How to get validation that SPI transmit has TX data on peripheral and is ready for master get it?

MFolk.1 · ‎2023-01-06

I am using the STM32L4S9AII6 clocked at 120MHz. This device is being used as a slave to a master that is clocked at a much higher frequency. They communicate over the SPI1 bus. I am trying to optimize the rate of communication between these two devices.

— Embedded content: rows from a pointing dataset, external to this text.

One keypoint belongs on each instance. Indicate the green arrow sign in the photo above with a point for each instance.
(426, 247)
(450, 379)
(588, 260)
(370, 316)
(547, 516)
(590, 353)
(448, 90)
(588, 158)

How do I validate that the SPI transmit API call has TX data sent to the SPI peripheral and is ready for master get it? I need to set a flag (GPO pin) to the master when the slave has finished processing a command and is ready for another command. When I try to set this "finished processing" flag immediately after the HAL_SPI_TransmitReceive_IT() API call the master sends the next command and attempts to retrieve requested data from the last command simultaneously. However, most often the slave misses the deadline and the data that was intended to be sent to the master doesn't show up until the next command cycle.

Obviously the MCU is not able to get the data to the SPI peripheral fast enough before the master comes asking for this data. So I need a way to check/validate that the data is on the SPI peripheral TX register before setting this flag to tell the master "Your data is here, come and get it".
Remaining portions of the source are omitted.